I thought the code was posted, I thought how to put it in a file was posted. I
think it is a 2 minute endeavor to put all those pieces together and run a test
case? You do know how to run just 1 tsan test case with make
RUNTESTFLAGS=tsan.exp=aligned_vs_unaligned_race.C check-g++ sort of thing?
This can shorten the testing time from hours per iteration to seconds per
iteration. Slightly non-obvious, but very handy when developing some types of
test cases.
So, to help you out, I tried my hand at wiring up the extra library code:
gcc/gcc/testsuite/gcc.dg/tsan$ cat test1.c
/* { dg-additional-options "-O2" } */
/* { dg-additional-sources "lib.c" } */
void sync(int);
int main(int argc, char**argv) {
sync(1);
sync(2);
sync(3);
}
gcc/gcc/testsuite/gcc.dg/tsan$ cat lib.c
/* { dg-do compile } */
#include <stdlib.h>
volatile int serial;
__attribute__((no_sanitize_address))
void sync(int i) {
while (serial != i-1) ;
while (1) {
if (++serial == i)
return;
--serial;
sleep ();
}
}
and it ran just fine. The options are for both files. I read some of the tsan
documentation, and they seem to claim you can have tsan not process a function
by merely asking. I did that. I don’t know if that is enough to hide all the
semantics that need to be hidden.
In the above code, the ++ and -- should be an atomic increment/decrement.
The idea is that can can introduce a deterministic ordering to the execution of
the code by adding sync(n), where n is the step number, whose range starts at 1.

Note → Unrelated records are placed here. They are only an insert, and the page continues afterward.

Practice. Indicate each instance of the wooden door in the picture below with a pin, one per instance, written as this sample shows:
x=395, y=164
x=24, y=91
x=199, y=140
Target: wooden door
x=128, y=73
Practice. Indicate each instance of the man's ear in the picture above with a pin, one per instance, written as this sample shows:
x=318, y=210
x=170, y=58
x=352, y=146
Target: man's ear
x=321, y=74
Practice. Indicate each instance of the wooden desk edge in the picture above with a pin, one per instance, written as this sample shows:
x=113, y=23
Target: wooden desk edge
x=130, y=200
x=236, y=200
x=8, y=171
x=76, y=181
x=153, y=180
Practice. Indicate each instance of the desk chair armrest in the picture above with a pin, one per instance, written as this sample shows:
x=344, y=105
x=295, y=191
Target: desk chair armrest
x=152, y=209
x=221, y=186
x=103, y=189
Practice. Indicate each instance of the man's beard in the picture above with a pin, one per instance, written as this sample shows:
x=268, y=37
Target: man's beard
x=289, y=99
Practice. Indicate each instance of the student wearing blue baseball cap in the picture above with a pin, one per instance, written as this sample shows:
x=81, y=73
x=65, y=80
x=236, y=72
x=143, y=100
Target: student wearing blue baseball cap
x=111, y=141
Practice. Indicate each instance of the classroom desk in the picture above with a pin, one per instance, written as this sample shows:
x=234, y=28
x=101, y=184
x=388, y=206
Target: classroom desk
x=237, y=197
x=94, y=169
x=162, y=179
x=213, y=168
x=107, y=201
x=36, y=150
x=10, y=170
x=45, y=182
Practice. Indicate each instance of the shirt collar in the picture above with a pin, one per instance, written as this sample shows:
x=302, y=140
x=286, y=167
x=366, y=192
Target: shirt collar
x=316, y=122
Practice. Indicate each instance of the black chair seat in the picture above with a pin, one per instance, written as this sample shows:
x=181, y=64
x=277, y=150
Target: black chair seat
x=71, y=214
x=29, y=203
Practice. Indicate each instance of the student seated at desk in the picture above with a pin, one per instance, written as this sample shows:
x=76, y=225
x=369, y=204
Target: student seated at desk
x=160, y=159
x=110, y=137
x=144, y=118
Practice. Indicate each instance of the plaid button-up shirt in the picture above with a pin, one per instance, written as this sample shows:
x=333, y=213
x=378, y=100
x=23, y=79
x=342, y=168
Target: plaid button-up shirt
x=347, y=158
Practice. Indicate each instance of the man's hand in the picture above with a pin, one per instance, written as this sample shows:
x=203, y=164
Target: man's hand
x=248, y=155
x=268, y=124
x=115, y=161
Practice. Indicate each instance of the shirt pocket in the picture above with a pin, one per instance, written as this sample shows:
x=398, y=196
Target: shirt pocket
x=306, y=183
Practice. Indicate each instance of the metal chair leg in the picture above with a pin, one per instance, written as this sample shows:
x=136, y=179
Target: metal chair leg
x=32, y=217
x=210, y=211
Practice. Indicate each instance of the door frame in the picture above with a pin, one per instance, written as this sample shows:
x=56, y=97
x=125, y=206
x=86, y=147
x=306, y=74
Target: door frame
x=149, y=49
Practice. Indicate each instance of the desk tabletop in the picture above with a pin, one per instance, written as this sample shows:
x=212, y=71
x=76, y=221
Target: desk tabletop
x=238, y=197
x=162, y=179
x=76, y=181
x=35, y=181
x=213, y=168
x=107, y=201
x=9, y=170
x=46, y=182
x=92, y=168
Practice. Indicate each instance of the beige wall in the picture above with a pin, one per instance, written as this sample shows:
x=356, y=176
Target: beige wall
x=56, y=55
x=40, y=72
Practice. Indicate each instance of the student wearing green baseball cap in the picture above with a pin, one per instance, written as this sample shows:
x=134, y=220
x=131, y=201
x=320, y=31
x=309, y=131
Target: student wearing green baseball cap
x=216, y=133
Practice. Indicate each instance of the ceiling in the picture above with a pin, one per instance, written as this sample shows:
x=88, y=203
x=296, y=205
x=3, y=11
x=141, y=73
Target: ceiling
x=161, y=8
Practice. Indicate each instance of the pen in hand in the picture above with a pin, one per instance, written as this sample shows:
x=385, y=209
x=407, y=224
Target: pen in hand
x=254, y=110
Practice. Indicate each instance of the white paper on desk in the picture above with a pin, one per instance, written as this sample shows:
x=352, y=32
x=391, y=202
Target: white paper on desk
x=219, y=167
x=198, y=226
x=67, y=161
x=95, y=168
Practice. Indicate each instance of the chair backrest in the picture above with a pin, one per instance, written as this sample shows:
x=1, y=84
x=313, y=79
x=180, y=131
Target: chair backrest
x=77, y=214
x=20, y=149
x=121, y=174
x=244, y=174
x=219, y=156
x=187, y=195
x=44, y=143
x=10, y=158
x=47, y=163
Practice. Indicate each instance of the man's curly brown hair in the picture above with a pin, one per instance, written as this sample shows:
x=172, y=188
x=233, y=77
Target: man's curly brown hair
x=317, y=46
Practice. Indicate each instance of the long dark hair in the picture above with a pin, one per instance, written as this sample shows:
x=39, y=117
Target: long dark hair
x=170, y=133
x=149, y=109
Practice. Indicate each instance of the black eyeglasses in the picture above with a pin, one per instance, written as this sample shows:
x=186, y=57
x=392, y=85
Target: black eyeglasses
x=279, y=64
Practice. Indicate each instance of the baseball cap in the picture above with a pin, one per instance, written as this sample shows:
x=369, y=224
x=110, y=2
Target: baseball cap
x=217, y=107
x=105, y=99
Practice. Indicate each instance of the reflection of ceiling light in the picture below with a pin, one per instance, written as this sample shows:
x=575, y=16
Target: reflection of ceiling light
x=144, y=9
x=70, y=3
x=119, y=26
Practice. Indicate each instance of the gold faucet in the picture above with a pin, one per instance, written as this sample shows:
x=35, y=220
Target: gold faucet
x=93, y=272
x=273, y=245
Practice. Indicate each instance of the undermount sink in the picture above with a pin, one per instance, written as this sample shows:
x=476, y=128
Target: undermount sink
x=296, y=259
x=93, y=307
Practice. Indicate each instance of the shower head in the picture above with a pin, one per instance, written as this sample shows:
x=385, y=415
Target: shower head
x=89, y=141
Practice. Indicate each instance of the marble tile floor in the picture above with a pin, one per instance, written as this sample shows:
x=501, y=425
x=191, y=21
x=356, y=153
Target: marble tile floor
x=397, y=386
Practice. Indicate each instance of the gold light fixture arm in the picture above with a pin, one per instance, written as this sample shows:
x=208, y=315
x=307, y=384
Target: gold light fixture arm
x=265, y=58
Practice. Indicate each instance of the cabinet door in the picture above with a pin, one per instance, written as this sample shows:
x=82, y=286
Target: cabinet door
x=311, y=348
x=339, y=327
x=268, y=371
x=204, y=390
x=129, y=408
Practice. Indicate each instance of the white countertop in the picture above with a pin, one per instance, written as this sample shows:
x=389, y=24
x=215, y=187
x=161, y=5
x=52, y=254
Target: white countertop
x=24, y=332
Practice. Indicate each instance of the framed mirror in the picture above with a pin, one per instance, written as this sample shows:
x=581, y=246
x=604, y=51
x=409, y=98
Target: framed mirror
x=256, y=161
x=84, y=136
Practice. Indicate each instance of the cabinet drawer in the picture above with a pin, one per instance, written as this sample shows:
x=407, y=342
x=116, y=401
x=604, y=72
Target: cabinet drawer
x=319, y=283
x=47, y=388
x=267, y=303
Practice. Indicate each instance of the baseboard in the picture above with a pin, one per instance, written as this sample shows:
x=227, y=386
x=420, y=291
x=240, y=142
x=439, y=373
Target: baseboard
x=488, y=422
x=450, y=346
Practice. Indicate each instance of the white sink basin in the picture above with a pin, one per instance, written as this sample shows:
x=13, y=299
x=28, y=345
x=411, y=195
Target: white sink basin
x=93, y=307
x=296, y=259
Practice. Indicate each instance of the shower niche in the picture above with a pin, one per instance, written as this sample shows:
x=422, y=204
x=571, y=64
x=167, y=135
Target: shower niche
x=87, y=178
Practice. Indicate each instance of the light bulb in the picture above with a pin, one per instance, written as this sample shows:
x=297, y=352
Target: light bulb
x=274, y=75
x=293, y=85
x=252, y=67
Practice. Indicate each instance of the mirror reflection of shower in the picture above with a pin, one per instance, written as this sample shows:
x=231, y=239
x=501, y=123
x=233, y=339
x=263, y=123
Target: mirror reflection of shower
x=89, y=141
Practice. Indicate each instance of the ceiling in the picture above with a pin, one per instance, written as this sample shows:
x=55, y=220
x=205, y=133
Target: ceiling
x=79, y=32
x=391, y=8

So, for example, here is the test case, with the bits added, so you can see how
I transformed what would have been the sleep into the use of the synchronizing
primitive from the library.
/* { dg-additional-sources "lib.c" } */
/* { dg-shouldfail "tsan" } */
#include <pthread.h>
#include <stdio.h>
#include <stdint.h>
#include <unistd.h>
void sync(int);
uint64_t Global[2];
void *Thread1(void *x) {
sync (2);
Global[1]++;
return NULL;
}
void *Thread2(void *x) {
char *p1 = reinterpret_cast<char *>(&Global[0]);
struct __attribute__((packed, aligned(1))) u_uint64_t { uint64_t val; };
u_uint64_t *p4 = reinterpret_cast<u_uint64_t *>(p1 + 1);
(*p4).val++;
sync (1);
return NULL;
}
int main() {
pthread_t t[2];
pthread_create(&t[0], NULL, Thread1, NULL);
pthread_create(&t[1], NULL, Thread2, NULL);
pthread_join(t[0], NULL);
pthread_join(t[1], NULL);
printf("Pass\n");
/* { dg-output "WARNING: ThreadSanitizer: data race.*(\n|\r\n|\r)" } */
/* { dg-output "Pass.*" } */
return 0;
}
The question is, does this 100% reliably solve the problem?